Strengths and limitations

The main strengths of this study were the use of regionally representative data, with a large sample size and the availability of individual and community-level factors. This study also used a multilevel-modeling technique to identify a more valid result that considers the survey data’s hierarchical nature. Despite these strengths, it has limitations due to the cross-sectional nature of the EDHS data. It does not show a temporal relationship between independent variables and the outcome variable. Rather than a simple yes or no question, latent variables such as knowledge about family planning must be measured by a composite of more than one questions.

Conclusion

Nearly four in ten women had the desire to limit childbearing in high fertility regions in Ethiopia.
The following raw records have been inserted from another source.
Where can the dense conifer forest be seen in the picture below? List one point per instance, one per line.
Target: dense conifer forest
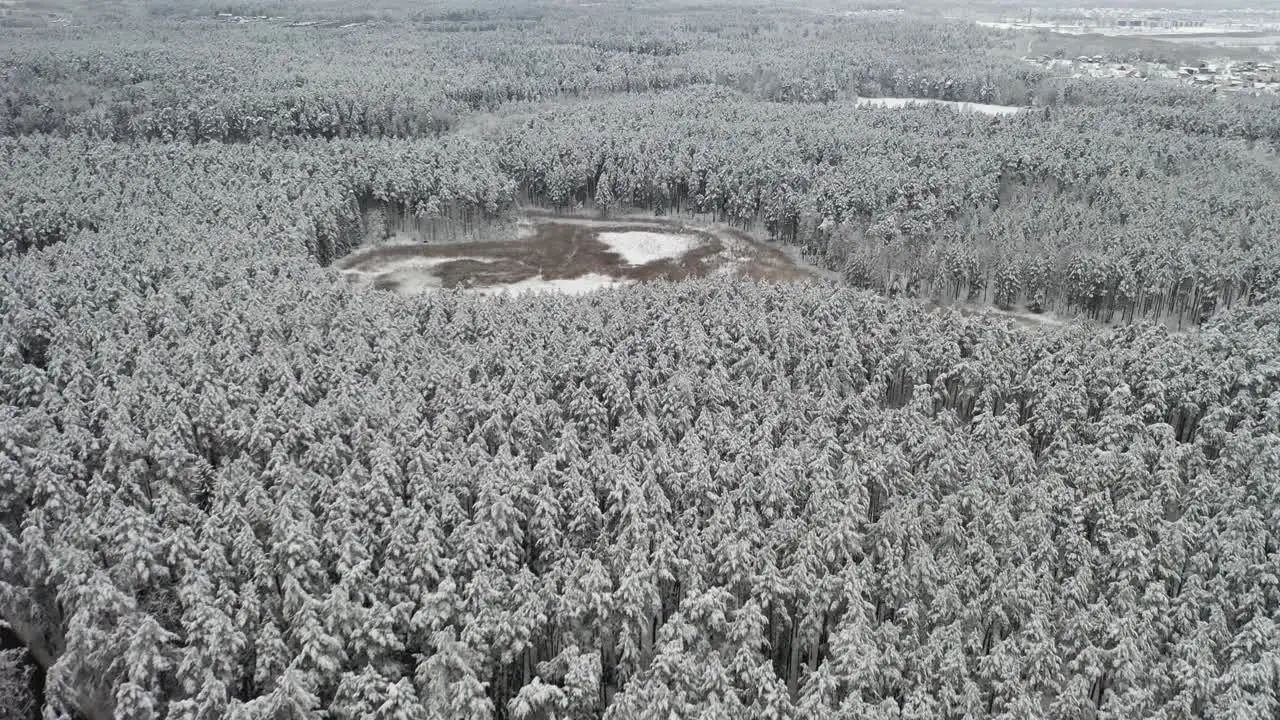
(234, 486)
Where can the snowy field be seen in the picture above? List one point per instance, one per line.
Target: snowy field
(563, 286)
(640, 247)
(960, 106)
(572, 256)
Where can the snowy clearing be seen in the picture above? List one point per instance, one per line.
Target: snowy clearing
(961, 106)
(566, 286)
(639, 247)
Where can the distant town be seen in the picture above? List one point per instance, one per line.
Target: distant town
(1229, 76)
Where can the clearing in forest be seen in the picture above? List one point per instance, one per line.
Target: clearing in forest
(572, 255)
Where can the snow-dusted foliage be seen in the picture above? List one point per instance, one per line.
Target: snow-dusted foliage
(233, 484)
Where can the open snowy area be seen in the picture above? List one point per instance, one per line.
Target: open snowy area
(640, 247)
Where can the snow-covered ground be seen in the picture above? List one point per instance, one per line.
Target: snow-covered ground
(565, 286)
(961, 106)
(640, 247)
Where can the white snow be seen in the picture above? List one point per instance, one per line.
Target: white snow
(961, 106)
(639, 247)
(566, 286)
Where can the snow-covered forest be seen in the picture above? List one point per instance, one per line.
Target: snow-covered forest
(234, 486)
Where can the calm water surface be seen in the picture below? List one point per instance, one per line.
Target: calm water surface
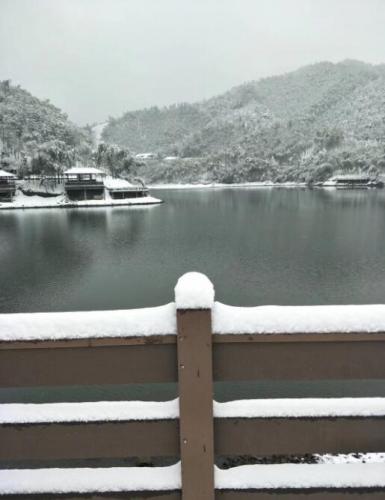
(258, 246)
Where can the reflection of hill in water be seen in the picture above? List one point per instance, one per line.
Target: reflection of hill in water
(48, 256)
(259, 246)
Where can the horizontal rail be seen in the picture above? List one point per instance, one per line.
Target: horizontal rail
(106, 364)
(89, 440)
(160, 438)
(89, 342)
(123, 495)
(295, 436)
(219, 495)
(299, 359)
(351, 494)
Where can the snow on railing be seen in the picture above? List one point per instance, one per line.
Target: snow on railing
(118, 411)
(193, 291)
(191, 354)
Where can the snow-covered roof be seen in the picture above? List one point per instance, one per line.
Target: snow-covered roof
(145, 155)
(84, 171)
(348, 177)
(112, 183)
(3, 173)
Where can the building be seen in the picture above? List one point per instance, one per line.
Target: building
(120, 189)
(7, 186)
(84, 183)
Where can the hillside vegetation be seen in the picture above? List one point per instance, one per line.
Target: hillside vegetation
(36, 136)
(301, 126)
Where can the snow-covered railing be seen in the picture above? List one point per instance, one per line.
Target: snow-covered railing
(194, 342)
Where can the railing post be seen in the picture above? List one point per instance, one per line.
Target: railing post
(194, 297)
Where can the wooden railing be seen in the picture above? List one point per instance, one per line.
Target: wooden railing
(194, 357)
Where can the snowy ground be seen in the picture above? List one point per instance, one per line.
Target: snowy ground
(22, 201)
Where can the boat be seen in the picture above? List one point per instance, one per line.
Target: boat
(353, 181)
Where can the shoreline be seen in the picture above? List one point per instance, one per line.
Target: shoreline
(39, 204)
(218, 185)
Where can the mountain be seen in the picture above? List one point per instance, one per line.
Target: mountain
(300, 126)
(35, 135)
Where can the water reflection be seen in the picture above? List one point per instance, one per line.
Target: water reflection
(259, 246)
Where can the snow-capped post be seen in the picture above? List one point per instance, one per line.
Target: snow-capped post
(194, 297)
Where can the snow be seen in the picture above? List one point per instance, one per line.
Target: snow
(101, 411)
(112, 183)
(84, 171)
(95, 324)
(115, 479)
(301, 407)
(352, 475)
(88, 480)
(298, 319)
(351, 458)
(194, 291)
(97, 131)
(22, 201)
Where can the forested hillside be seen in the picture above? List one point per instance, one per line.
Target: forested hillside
(36, 136)
(301, 126)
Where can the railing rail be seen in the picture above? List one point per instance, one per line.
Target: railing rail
(195, 358)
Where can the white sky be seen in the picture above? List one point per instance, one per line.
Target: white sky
(95, 58)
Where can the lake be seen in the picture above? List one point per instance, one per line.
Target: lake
(258, 246)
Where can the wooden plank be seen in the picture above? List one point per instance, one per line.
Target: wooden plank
(299, 360)
(89, 440)
(196, 404)
(295, 436)
(300, 337)
(91, 342)
(115, 364)
(352, 494)
(130, 495)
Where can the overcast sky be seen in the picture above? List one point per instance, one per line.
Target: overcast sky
(95, 58)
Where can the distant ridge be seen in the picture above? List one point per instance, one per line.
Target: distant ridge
(299, 126)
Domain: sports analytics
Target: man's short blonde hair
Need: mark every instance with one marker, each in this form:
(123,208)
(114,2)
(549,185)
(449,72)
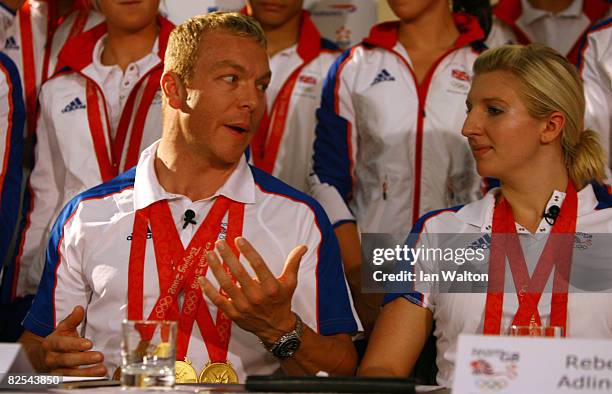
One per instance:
(184,43)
Thus, to fulfill the women’s desire to limit childbearing, Ministry of Health and health facilities are needed to increase financial support strategies and Family planning programs that enable pregnant women from poor households to use health services. In addition, increasing community level media exposure are important interventions. Limiting the number of births is the only way to achieve desired fertility; this requires adapting sexual behavior and access to contraceptives. Desire to limit fertility also an indirect indicator for contraceptive use. By examining barriers from the supply-and demand-sides, family planning programs can meet this demand. Providing services and support to women in high fertility regions who wish to limit births is essential, as they are a distinctive audience that has long been unnoticed.